One-time murder accused Amanda Knox gets celeb treatment
Amanda Knox who was wrongfully convicted over the 2007 murder of her British flatmate, appears to be enjoying some celebrity treatment.
Italy's highest court quashed Knox's conviction over the killing of student Meredith Kercher, bringing a sensational end to an eight-year legal drama that had gripped a global audience.
The 27-year-old, who served four years in prison before being freed on appeal in 2011, appears to be making the most of her restored reputation.
TMZ reports the one-time accused murderer was greeted by a cheering crowd as she arrived at a karaoke bar in New York.
Knox took to the stage to belt out a bizarre and rather grim choice of song, the Cranberries hit 'Zombie'.
An amazing night for @innocence where over a dozen exonerees were present including the brave & wonderful Amanda Knox pic.twitter.com/9tD0P5ifCf
— John Mulaney (@mulaney) May 13, 2015
Earlier that evening, Knox attended the Innocence Project Gala at the Grand Hyatt Hotel nearby.

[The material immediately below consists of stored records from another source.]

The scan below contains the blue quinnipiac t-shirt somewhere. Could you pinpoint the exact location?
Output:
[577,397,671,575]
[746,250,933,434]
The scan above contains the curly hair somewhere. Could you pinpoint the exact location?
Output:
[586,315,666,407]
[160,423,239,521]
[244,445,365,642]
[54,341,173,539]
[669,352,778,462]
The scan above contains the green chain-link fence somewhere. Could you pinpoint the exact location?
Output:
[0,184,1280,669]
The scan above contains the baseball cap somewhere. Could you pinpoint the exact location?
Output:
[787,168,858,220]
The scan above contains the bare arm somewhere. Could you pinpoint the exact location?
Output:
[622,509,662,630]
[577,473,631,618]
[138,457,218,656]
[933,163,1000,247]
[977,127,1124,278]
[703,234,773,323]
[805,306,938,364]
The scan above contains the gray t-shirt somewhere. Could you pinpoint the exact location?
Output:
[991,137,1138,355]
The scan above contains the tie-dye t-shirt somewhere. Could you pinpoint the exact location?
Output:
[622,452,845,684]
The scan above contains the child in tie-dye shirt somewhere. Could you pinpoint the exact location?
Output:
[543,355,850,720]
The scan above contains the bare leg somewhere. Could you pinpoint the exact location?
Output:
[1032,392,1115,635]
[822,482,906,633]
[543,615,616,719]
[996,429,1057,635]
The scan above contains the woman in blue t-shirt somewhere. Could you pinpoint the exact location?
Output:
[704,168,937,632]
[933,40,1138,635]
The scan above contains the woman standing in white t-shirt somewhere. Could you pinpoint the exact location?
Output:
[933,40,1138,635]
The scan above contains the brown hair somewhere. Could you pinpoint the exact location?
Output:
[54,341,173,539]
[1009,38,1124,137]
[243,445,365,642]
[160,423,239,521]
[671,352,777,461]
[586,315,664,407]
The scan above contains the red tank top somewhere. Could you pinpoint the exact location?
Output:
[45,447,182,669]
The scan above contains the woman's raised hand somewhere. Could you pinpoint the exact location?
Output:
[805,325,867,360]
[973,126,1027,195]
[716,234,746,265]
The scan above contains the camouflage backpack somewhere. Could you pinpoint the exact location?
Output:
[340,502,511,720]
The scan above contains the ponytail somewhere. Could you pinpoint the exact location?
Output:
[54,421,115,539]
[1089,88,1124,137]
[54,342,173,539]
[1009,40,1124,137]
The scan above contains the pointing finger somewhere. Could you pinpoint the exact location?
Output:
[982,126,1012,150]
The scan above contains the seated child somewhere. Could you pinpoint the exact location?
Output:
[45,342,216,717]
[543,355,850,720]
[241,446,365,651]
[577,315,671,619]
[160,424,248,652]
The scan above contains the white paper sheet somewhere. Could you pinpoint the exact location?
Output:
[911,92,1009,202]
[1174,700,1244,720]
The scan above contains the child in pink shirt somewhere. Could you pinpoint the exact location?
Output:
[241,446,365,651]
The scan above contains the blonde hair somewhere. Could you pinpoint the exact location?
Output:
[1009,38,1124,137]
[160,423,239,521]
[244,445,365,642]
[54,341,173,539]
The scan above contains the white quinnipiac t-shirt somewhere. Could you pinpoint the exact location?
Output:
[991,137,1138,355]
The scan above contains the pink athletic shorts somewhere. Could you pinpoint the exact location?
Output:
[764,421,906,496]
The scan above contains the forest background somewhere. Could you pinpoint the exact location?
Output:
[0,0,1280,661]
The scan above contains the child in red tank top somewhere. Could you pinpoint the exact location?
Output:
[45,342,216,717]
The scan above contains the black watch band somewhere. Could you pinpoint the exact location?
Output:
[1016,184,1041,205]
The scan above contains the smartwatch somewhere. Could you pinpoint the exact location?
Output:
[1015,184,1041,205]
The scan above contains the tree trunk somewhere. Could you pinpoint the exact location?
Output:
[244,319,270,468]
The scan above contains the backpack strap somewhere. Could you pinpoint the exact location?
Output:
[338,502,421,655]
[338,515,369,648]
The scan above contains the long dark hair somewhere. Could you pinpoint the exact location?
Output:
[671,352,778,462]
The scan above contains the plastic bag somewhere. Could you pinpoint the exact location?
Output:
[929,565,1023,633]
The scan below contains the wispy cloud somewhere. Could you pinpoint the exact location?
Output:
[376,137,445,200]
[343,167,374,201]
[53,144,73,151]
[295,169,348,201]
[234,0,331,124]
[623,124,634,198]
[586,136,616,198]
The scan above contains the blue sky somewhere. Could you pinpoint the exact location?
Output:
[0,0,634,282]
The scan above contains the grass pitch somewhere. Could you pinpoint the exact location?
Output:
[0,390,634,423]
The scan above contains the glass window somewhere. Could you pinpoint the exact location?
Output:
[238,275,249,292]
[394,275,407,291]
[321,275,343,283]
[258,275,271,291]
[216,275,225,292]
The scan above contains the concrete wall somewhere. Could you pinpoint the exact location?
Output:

Award winning comedian John Mulaney posed for a picture with Knox, describing the former murder accused as a wonderful and brave person.
Knox and her former lover were cleared of Kercher's murder in March of this year.
"The knowledge of my innocence has given me strength in the darkest times of this ordeal," Knox said after the ruling.
Kercher, 21, died after being stabbed 47 times and having her throat slashed.
Her half-naked body was found in a pool of blood in a back room of the house she shared with Knox.
Ivory Coast-born drifter Rudy Guede was jailed for the murder in 2008 but, in a judgment that was to have serious implications for Knox and Sollecito, the judge in his trial ruled that he could not have acted alone.
Prosecutors maintained to the end that Knox and Sollecito fatally slashed Kercher while Guede held her down.
Knox and Sollecito were first convicted in 2009, then acquitted in 2011, when they believed they had been freed to resume their normal lives.
But that decision was found to be flawed by the Court of Cassation in 2013, leading to a retrial in Florence which reinstated the initial convictions last year and increased Knox's sentence to 28 years and six months.